Correction, LLMs being used to automate shit doesn't generate any value. The underlying AI technology is generating tons of value.

AlphaFold 2 has advanced biochemistry research in protein folding by multiple decades in just a couple years, taking us from 150,000 known protein structures to 200 Million in a year.

[–] DozensOfDonner@mander.xyz 19 points 14 hours ago

Yeah tbh, AI has been an insane helpful tool in my analysis and writing. Never would I have been able to do thoroughly investigate appropriate statisticall tests on my own. After following the sources and double checking ofcourse, but still, super helpful.

[–] Mrkawfee@lemmy.world 13 points 15 hours ago (5 children)

Thanks. So the underlying architecture that powers LLMs has application in things besides language generation like protein folding and DNA sequencing.

[–] frezik@midwest.social 12 points 10 hours ago

Image recognition models are also useful for astronomy. The largest black hole jet was discovered recently, and it was done, in part, by using an AI model to sift through vast amounts of data.

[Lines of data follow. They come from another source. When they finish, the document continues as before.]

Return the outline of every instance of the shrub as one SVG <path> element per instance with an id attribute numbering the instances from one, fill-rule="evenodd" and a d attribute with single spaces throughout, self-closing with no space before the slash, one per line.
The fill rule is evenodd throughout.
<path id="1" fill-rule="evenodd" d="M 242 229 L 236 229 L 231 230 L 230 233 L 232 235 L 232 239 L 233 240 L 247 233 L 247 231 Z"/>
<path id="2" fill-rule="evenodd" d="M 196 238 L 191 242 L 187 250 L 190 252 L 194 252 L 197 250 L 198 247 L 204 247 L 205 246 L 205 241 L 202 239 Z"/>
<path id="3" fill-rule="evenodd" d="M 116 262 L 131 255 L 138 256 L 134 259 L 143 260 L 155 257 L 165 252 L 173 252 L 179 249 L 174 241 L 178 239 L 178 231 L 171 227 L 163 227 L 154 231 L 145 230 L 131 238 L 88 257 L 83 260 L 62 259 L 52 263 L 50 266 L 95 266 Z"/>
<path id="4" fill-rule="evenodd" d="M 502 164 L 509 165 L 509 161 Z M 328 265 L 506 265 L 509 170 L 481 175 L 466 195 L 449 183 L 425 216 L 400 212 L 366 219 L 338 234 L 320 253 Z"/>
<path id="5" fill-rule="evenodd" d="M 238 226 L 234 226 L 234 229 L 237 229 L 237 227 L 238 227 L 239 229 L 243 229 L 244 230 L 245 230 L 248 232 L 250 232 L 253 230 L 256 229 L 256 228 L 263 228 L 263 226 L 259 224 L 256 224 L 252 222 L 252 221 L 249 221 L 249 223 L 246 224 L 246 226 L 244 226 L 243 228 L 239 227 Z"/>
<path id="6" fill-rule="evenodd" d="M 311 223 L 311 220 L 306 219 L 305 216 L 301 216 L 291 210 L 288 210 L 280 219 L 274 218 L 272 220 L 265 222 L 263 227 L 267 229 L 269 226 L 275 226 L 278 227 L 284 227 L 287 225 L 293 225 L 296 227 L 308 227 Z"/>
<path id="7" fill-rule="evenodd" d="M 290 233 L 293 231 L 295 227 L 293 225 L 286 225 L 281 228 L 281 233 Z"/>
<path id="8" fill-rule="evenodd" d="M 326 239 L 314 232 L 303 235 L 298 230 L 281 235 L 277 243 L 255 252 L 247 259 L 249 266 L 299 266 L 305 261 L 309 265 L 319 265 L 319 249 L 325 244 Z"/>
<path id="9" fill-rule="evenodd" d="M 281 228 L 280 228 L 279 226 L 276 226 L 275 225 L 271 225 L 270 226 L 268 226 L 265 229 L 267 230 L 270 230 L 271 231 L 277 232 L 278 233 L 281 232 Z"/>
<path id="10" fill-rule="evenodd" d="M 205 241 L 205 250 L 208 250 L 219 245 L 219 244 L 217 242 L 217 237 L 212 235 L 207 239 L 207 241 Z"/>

https://www.youtube.com/watch?v=wC1lssgsEGY

This thing is so big, it travels between voids in the filaments of galactic super clusters and hits the next one over.

[–] vrighter@discuss.tchncs.de 45 points 14 hours ago (2 children)

alphafold is not an LLM, so no, not really

[–] dovah@lemmy.world 23 points 12 hours ago (1 children)

You are correct that AlphaFold is not an LLM, but they are both possible because of the same breakthrough in deep learning, the transformer and so do share similar architecture components.

[–] Calgetorix@lemmy.world -4 points 8 hours ago (1 children)

And all that would not have been possible without linear algebra and calculus, and so on and so forth... Come on, the work on transformers is clearly separable from deep learning.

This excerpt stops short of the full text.